I dealt with some stuff when I get to it. Like putting on my calendar appointments from a committee I’m on. Replying to an email about bloggy stuff. Travel plans for January. A student who wanted more points from the last exam.
Things fall apart when I don’t deal with the inbox as it builds up. And when I use the inbox as a default ‘to do’ list. Because that just gets overwhelming. The last few months have been difficult in a variety of ways and some things have slipped because I haven’t had the discipline to manage the inbox well – which means not managing time well. I imagine that as long as I make a point to exercise and choose the right priorities, that I can manage time and my inbox well.
Agree completely! That’s why I created a gmail account and use it exclusively (to CG upthread, I have used it to get books to review). At my last position, however, there was an admin that wouldn’t answer my e-mails unless it was from the .edu address created for my (temporary, aren’t they all?) position.

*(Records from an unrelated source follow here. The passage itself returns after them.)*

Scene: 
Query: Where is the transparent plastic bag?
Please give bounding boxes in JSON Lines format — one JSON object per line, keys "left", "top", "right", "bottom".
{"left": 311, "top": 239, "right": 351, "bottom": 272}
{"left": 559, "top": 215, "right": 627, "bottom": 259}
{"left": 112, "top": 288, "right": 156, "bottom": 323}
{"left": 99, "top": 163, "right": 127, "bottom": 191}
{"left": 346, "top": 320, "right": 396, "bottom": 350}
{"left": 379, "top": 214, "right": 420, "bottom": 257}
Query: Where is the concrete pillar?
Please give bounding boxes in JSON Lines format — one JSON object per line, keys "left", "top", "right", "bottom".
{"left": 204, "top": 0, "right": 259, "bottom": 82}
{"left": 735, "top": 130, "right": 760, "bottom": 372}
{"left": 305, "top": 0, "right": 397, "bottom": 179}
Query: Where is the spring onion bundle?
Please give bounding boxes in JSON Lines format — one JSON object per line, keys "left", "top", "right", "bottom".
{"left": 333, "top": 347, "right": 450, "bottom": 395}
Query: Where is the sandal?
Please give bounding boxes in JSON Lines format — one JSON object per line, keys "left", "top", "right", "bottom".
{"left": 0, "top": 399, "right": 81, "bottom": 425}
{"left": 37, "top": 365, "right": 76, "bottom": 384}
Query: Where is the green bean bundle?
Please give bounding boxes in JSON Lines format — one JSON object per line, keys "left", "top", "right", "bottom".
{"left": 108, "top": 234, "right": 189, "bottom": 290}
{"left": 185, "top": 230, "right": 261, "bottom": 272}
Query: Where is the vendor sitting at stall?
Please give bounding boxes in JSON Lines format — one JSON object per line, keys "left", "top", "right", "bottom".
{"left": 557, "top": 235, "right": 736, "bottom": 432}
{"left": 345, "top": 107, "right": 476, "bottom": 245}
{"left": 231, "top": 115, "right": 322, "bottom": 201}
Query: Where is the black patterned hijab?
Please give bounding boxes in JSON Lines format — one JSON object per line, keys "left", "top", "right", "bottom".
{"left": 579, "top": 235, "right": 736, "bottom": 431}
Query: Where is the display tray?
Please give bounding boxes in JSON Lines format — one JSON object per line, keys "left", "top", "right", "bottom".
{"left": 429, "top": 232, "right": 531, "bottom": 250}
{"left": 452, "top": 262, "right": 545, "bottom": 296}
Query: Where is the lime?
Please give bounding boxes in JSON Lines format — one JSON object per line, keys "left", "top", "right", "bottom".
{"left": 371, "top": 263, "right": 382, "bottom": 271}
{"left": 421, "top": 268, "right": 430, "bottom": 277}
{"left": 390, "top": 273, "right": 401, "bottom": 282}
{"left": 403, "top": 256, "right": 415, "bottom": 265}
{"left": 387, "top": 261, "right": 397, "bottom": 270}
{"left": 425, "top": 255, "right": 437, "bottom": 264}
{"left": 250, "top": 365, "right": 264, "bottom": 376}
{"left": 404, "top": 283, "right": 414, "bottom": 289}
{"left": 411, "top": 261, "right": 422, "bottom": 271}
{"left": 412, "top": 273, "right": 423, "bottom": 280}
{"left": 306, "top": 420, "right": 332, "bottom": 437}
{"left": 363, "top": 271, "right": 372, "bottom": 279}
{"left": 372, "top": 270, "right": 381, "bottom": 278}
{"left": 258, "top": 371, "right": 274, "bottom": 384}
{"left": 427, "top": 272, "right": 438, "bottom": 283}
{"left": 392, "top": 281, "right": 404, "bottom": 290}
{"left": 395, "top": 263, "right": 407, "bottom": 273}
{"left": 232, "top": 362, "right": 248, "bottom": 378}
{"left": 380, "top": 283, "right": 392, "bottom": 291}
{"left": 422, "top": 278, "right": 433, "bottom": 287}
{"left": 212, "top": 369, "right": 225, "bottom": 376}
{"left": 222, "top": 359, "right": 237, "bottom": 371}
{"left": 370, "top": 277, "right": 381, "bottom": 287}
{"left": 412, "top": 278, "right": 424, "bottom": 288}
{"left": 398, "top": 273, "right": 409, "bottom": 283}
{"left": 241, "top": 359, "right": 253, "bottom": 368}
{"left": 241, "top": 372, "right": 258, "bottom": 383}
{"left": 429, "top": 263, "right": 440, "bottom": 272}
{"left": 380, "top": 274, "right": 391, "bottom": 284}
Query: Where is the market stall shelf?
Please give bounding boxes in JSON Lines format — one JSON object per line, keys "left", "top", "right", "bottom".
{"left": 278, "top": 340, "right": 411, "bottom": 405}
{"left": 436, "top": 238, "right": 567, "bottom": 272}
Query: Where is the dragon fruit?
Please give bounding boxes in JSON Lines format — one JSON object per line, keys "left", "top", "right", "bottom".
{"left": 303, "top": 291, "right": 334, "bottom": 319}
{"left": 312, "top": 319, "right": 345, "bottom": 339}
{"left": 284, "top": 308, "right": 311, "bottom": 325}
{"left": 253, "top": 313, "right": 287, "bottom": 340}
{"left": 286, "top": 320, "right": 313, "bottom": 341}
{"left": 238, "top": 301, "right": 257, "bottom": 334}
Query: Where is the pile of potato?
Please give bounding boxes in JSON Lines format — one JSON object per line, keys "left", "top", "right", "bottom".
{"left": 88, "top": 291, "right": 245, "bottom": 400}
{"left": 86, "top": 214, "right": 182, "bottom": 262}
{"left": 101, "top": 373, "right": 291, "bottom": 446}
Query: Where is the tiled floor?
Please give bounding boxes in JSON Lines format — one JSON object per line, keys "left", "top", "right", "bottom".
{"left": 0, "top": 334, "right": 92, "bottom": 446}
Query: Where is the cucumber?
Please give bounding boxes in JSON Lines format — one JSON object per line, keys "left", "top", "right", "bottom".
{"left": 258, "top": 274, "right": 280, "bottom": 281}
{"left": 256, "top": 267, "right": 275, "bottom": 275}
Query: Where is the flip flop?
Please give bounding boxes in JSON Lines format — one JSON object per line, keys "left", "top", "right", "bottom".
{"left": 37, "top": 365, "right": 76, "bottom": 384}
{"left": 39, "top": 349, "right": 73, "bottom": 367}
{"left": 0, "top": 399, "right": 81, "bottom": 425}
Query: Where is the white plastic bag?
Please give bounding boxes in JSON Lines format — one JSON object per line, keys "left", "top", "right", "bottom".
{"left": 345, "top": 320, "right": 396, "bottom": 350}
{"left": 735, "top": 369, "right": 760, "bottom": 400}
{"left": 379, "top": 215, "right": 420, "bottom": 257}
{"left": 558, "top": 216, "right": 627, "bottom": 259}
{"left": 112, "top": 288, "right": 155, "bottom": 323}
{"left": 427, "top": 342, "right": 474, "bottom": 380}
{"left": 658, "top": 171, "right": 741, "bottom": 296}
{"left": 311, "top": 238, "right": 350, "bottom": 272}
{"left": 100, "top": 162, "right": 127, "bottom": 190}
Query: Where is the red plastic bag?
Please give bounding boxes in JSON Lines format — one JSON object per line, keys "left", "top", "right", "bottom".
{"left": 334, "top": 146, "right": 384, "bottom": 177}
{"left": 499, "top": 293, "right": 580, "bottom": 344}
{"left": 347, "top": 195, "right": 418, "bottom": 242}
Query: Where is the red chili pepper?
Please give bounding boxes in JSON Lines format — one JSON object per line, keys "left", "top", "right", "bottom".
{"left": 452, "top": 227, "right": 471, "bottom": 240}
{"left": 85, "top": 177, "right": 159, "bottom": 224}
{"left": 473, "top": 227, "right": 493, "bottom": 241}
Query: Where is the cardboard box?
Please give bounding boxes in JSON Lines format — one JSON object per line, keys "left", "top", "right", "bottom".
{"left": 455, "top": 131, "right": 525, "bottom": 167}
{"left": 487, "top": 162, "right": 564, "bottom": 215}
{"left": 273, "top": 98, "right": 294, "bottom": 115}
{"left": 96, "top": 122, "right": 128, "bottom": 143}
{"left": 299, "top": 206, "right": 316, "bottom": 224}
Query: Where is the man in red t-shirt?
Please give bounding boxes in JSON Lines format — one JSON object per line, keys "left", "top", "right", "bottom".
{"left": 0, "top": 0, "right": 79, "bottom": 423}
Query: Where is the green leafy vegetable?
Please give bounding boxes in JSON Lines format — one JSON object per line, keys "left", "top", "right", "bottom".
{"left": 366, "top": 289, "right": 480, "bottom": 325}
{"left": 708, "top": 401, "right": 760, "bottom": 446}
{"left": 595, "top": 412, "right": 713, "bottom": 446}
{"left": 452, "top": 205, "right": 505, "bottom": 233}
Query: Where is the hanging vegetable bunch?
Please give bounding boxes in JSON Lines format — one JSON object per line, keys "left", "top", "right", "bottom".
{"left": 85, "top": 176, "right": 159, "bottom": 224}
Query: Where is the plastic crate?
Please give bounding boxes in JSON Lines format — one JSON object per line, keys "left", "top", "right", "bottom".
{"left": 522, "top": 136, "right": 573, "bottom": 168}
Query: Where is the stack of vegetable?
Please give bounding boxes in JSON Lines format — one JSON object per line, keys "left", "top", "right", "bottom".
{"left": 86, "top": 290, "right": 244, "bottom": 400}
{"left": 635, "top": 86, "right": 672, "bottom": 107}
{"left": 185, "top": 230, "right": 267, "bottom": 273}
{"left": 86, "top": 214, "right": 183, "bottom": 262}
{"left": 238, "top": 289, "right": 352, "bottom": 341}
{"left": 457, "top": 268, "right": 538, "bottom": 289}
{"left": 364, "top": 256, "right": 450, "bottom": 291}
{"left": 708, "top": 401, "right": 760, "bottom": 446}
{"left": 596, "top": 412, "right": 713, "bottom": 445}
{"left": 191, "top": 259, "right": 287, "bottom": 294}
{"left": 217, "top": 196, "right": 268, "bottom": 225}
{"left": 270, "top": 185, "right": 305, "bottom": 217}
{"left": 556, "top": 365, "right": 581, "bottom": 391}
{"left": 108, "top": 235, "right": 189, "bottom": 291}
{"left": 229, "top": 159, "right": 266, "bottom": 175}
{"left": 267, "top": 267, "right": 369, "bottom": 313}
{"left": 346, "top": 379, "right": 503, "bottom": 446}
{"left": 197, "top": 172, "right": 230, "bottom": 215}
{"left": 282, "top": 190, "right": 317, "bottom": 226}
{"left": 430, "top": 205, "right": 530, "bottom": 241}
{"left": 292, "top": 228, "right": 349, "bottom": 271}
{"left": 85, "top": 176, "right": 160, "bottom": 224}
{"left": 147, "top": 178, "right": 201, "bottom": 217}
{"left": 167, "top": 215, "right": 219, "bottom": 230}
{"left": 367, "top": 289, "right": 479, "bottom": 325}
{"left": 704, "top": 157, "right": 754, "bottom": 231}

Hi Terry, I think this is a good idea for all reasons stated. No qualms.
However, to provide a counterexample, I would like to note that in my case (the generality of which I do not know), every email address that I’ve ever had since my PhD training still works–that’s the PhD institution email, the first postdoc institution email, and the second institution postdoc email (and I’m currently transitioning to another institution). All of these are forwarded to my Gmail account. A full slate of emails dating back to 2008 are still working for me now 10 years later.
So, I receive mail from one of the other accounts, which are listed on my papers, and I reply with my Gmail address. Then, interested parties have one or more of my academic-inst email addresses as well as my Gmail address and they can choose which one to use when desired. The only real issues with this occur when sharing or receiving data files hosted on the cloud, specifically on Google Drive. Sometimes, if a collaborator sends a file to my non-Gmail account, or I send a file to a collaborator’s non-Gmail account, then I/he/she could have issues opening a Drive-hosted file. That’s it!
To place this in current context (4 years since your original post, looks like), using your Gmail for academic correspondence is now a generally accepted approach that I have recently seen others recommend on social media, but sometimes in the case of when you are applying to non-academic jobs.